14. The determination method according to claim 1 or 11, wherein the constructed chemical element tracing index is at least one of Mn/Zr, Y/Ho, MnO/Zr.
15. The determination method according to claim 1, wherein said obtaining a planar distribution of layer chemical element tracer indicator values for the region of interest comprises:
obtaining reservoir rock core samples at different plane positions of a target layer of a research area;
determining chemical element tracing index values of the reservoir core samples at the different plane positions;
and determining the plane distribution of the chemical element tracing index values of the target layer in the research area based on the determined chemical element tracing index values of the reservoir core samples at the different plane positions.
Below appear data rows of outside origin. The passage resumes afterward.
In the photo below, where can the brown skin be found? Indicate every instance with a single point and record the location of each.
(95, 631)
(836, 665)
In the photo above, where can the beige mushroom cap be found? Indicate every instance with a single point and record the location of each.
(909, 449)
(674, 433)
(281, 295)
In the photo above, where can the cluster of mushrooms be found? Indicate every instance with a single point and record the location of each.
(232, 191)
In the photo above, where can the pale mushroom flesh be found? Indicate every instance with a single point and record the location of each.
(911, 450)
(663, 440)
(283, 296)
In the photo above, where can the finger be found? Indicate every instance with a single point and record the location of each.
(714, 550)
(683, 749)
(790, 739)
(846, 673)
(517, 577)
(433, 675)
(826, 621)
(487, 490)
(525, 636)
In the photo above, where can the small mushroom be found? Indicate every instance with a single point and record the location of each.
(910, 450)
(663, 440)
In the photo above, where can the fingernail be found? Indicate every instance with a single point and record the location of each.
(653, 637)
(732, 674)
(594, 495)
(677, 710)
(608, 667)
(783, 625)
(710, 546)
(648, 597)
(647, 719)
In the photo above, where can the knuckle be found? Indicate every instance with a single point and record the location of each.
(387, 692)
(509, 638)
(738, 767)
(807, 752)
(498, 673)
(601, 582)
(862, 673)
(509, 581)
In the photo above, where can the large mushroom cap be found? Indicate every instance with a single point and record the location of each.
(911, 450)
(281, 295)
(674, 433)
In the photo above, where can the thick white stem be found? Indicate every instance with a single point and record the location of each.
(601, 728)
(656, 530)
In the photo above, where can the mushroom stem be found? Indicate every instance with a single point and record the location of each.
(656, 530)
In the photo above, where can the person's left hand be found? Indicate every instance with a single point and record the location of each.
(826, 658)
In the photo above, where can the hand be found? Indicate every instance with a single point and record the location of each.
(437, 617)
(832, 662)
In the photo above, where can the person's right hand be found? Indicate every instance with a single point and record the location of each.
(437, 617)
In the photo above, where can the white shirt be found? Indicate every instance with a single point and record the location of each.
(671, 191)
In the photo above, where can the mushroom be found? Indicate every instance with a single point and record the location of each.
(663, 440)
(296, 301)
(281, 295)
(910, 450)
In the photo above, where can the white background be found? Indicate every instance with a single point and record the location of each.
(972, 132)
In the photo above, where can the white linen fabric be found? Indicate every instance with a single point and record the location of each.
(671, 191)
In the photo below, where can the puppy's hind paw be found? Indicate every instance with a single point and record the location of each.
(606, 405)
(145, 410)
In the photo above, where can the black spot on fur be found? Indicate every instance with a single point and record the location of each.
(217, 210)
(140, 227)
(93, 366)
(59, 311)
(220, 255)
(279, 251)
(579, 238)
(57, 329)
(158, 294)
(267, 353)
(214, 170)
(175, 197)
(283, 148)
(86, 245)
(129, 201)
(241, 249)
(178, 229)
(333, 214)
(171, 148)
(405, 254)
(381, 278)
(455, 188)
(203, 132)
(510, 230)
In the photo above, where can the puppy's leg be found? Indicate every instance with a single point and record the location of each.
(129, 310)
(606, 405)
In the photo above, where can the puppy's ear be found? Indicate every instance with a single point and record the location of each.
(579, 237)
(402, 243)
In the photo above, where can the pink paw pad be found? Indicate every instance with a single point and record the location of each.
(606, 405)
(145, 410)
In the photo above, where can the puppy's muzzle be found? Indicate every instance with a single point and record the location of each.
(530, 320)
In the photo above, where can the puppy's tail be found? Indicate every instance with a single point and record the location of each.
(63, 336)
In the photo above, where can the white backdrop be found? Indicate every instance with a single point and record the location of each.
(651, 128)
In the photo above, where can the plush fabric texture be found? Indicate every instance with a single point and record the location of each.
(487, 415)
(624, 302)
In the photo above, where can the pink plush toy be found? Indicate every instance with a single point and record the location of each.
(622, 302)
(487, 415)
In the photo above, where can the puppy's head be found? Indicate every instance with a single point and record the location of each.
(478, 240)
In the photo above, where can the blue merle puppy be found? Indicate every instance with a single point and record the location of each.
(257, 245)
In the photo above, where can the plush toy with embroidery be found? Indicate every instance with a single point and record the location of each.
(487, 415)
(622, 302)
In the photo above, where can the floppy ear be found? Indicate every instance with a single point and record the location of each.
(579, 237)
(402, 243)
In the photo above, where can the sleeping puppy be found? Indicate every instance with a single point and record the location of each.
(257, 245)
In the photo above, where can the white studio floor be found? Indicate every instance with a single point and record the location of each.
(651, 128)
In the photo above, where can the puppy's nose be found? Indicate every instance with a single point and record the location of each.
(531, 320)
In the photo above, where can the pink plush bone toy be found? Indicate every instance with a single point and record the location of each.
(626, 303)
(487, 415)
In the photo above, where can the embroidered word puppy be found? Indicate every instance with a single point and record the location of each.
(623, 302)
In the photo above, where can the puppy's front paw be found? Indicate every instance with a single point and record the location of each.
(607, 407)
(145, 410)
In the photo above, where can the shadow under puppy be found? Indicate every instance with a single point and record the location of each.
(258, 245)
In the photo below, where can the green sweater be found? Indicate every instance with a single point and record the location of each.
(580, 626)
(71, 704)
16. The determination method as defined in claim 15, wherein determining the indicator of chemical element tracing values for the reservoir core samples at the different planar positions is performed by performing X-ray diffraction whole-rock analysis on the reservoir core samples at the different planar positions.
17. The determination method according to claim 15, wherein the determining a planar distribution of the chemical element tracing index values of the reservoir core samples at the different planar positions based on the determined chemical element tracing index values of the reservoir core samples at the different planar positions comprises:
and compiling a chemical element tracing index value plane distribution contour map of a target layer of the research area based on the determined chemical element tracing index values of the reservoir core samples at different plane positions.
18. The method of determining of claim 1, wherein the method of determining a migration path for formation hydrocarbon hydrothermal fluid further comprises:
and (3) verifying the preferential migration direction of the hydrocarbon-containing fluid by using reservoir formation period structural characteristics and/or pressure coefficient contour lines and/or oil-gas flow wells and the like.